Os campos e as cidades dos Estados Unidos, do Reino Unido, da Espanha, da Letónia, do Japão, da China, ... estão assim cheios de casas, apartamentos e imóveis que ninguém compra pois os seus preços são mantidos artificialmente pelos bancos muito acima dos preços de mercado, a fim de que os seus balanços não mostrem que eles estão de facto insolventes pois os seus activos estão quase todos "apodrecidos". Os banqueiros também tentam ganhar tempo, esperando um retorno ao mundo anterior. Serão eles crianças grandes nostálgicas da sua idade de ouro? Ou antes graves delinquentes que põem em perigo a sociedade? O futuro vai proximamente determinar no decorrer da fase de deslocação geopolítica global.
16- No próximo GEAB, o nº 38, que aparecerá em Outubro, faremos uma actualização das nossas antecipações por país e grandes regiões do mundo, incluindo naturalmente um balanço referente às cessações de pagamentos dos Estados Unidos e do Reino Unido.

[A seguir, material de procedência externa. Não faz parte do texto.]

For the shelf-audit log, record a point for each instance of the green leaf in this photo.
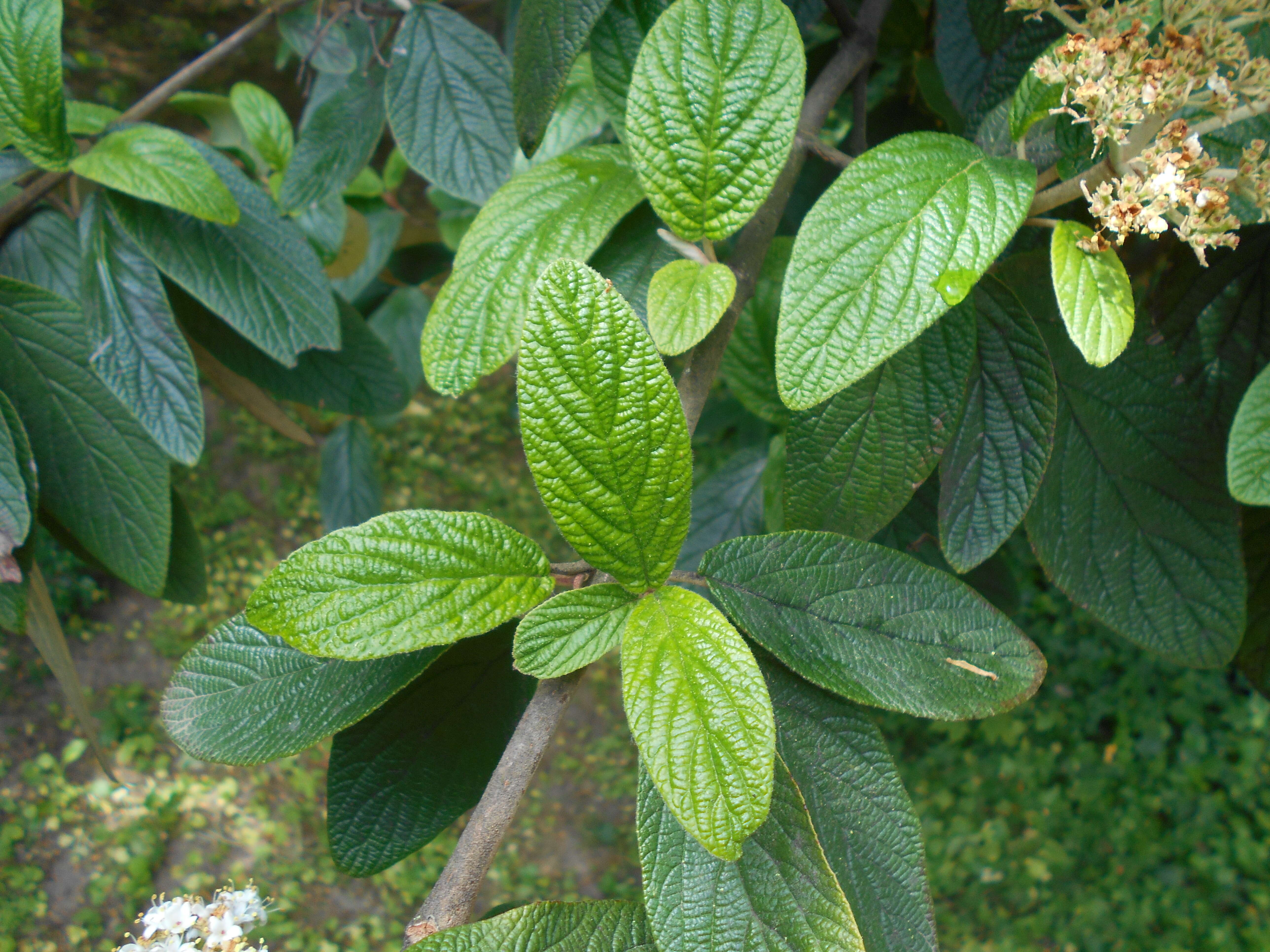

17- Com um recorde de emissões obrigacionistas na Europa (€1.100 mil milhões para a zona Euro em 2008 e mais de €250 mil milhões para o Reino Unido), e um défice federal de US$9.000 mil milhões nos dez próximos anos, não há qualquer dúvida sobre o aspecto incontrolável do caso. Fonte: Yahoo/Reuters, 04/09/2009 CBS , 25/08/2009
18- Nos Estados Unidos, na Europa ou igualmente na China. Fontes: Reuters , 08/09/2009; Financial Times, 06/09/2009; BBC , 26/07/2009.
19- A respeito dos bancos, a nossa equipe recomenda calorosamente a leitura do notável artigo de Matt Taibbi, "No interior da grande máquina a bolha americana" aparecido no Rollingstones a 02/07/2009. Ele pormenoriza a história da Goldman Sachs e traz um esclarecimento essencial sobre as práticas financeiras e o papel central deste estabelecimento financeiro na crise financeira actual. Do mesmo modo como as defuntas Companhias das Índias, ou das ordens templárias, é provável que daqui a cinco a dez anos no máximo o poder político americano, face ao afundamento sócio-económico do país e sob a pressão popular, será obrigado a desmantelar esta instituição que doravante parasita a acção pública a todos os níveis.
20- Em última análise, todos estes indicadores repousam sobre a medida do valor que é o dólar dos EUA. Ora, se se transferisse a variação da sua taxa de câmbio para um écran semelhante ao de uma bússola, ver-se-ia a agulha oscilar a cada mês entre o Norte, o Sul, o Leste ou o Oeste. Não é de espantar que o conjunto dos actores políticos, económicos e financeiros mundiais estejam portanto "desbussolados".
21- Napoleão também acreditava com firmeza, aquando a batalha de Waterloo , que a sorte lhe iria sorrir mais uma vez e que ia receber um reforço amigo (Grouchy) no momento decisivo do combate. Infelizmente, a tropa tão esperada, cuja poeira mostrava a progressão rápida, revelou-se ser a de um reforço inimigo (Blücher). Todo o mundo sabe a sequência; e não estamos certos de que os dirigentes do G20 sejam estrategas tão experimentados quanto Napoleão.
22- Neste domínio por vezes a crise faz prova de um "humor muito britânico", provando ao mesmo tempo que se está longe de ter visto todas as suas consequências, uma vez que doravante Londres deve esperar a obrigação de pagar uma conta pesada para salvar do afundamento toda a sua pequena rede de paraísos fiscais. As ilhas Caimans por exemplo, já não podem sequer pagar os seus funcionários. Não há dúvida de que esta perspectiva vai maravilhar os contribuintes britânicos! De qualquer forma, estas ilhas poderão sempre recorrer a uma ideia simples: cobrar impostos. Fonte: Guardian, 13/09/2009
15/Setembro/2009
[*] Global Europe Anticipation Bulletin.